Friday 23 October 2009

Reader in Education

I heard today that I have had the title of Reader in Education conferred on me by my University.

This means that I am no longer Principal Lecturer in Education. I'm a Reader in Education. Yay!

For those who don't know what it is, Reader is a Professorial title..one down from a full Prof.

Thursday 22 October 2009

Reading Week



Next week is 'Reading Week' in the Faculty of Education. Some of my students will be busy 'reading up' for essays and presentations which makes up their undergraduate and Post graduate life.

I'm delighted to have been asked to give, what can only be described as, a 'Key Note speech' at the University Greenwich on Writing in March as part of a conference for teachers they are organising.

I'm grateful to Prof. Guy Merchant's Blog for this site http://animoto.com/ He's going to be using it with Primary School teachers for work in the classroom. This is a superb tool for making your own slide shows and video. The site will create an exciting presentation based on the photos or video you upload. So much potential for schools.

I'm off to Bologna in Italy this weekend...not for work just pleasure. Back Monday

Tuesday 20 October 2009

The Cambridge Primary Review


Do your colleagues know about the findings of the Cambridge Primary Review?
Professor Robin Alexander (pictured) and his team have at last completed their work.
The final report is out now on this web site: http://www.primaryreview.org.uk/
What about a staff meeting on the report? How about a day with other schools around with some speakers and group discussions about what the findings of this report means for your school and its future?
A piece of research of this size MUST be central to professional discussions in Primary schools up and down the country.

Friday 16 October 2009

Endgame




Booked to see Endgame by Samuel Beckett in London in November..on my birthday


Charles Spencer writes in the daily Telegraph:

Endgame is the masterpiece that sorts out the men from the boys when it comes to admirers of the bleak dramatic world of Samuel Beckett.

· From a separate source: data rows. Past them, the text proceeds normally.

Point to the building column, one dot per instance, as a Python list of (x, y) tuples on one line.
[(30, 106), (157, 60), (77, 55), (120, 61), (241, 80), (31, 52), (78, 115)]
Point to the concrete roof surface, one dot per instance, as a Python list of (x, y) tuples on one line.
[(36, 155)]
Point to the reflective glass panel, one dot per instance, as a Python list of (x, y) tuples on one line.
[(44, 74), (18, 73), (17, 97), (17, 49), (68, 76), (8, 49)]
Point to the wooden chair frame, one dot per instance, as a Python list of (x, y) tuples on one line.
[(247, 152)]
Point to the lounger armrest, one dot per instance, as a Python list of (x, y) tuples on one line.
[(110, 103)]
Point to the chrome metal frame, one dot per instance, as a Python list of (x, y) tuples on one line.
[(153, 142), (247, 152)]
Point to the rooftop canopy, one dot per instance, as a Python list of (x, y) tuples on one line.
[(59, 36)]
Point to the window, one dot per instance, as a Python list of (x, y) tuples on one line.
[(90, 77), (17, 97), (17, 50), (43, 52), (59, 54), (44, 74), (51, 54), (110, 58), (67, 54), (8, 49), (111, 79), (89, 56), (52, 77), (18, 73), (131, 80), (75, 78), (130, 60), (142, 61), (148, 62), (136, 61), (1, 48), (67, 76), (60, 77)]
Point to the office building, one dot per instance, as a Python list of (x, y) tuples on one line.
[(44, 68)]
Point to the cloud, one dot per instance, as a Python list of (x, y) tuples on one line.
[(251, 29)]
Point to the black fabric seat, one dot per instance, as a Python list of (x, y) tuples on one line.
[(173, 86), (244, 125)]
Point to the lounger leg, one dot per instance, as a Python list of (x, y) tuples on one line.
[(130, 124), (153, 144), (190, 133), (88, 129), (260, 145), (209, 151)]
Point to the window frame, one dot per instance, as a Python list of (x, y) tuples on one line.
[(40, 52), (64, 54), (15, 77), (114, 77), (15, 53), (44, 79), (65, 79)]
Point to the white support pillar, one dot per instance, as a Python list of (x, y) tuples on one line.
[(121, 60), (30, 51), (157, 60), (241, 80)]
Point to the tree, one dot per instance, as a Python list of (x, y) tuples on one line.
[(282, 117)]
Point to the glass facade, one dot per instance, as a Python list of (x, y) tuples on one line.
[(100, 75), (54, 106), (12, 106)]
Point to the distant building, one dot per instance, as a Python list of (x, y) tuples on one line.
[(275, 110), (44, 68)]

In Endgame (1957), however, Beckett mercilessly excludes every possibility of the positive. The world outside is described as a zero, and while Beckett was doubtless considering the possibility of nuclear annihilation, his evocation of an arid planet now also reminds us of the possibility of a world laid waste by global warming. Inside the grim penumbral room where the play takes place, cruelty prevails.
I like to take in a cheerful show on such an occasion as my birthday. I'm a hard core Beckett fan so I can take it and the actor Mark Rylance who plays Hamm (pictured in the dark glasses) is in my view our greatest living actor.

Tuesday 13 October 2009

'Two Posts in One Day'



The main political parties continue to boast about the cuts in public spending they want to make. These cuts will of course impact on the poor.

The raising of the pension age is one that will affect everyone. The argument is that "we are all living longer" and the 'economy' just can't afford it.

It is worth questioning the notion that we are 'all' living longer. In this country alone, thousands of people every year die of heart disease, cancer and strokes. Despite wonderful advances in medicine, the tragedy of an early death in the family is still not at all uncommon. I myself have lost a number of friends and colleagues over the last ten years.

Perhaps news of a medical breakthrough that can prevent and/or cure some of these fatal illnesses would justify discussion of raising the pension age.

If the economy 'can't afford' to provide people with a long retirement, then life may only consist of toil for many. It may be the 'economy' that needs to change to ensure that hard working people have a long and comfortable retirement.

Boys into Reading


We have been working on a new project with the wonderful teachers at Stockwell Park High School in South London. We are exploring the relationship that boys have with reading in the school. In doing so, we are discussing with the teachers essentialist and anti-essentialist positions around the issue of boys and girls and reading. Essentialists view boys and girls as being 'naturally' different in their dispositions and characters - 'boys will be boys' and 'girls will be girls'. Anti-essentialists believe that, if boys and girls are different in these ways, than they are 'made' this way by society. We think it is important to study the ways that those with these conflicting views on boys and girls approach literacy interventions in schools.
We are presently awaiting the views of the students in the school on some of these issues and how they perceive reading both inside and outside of school.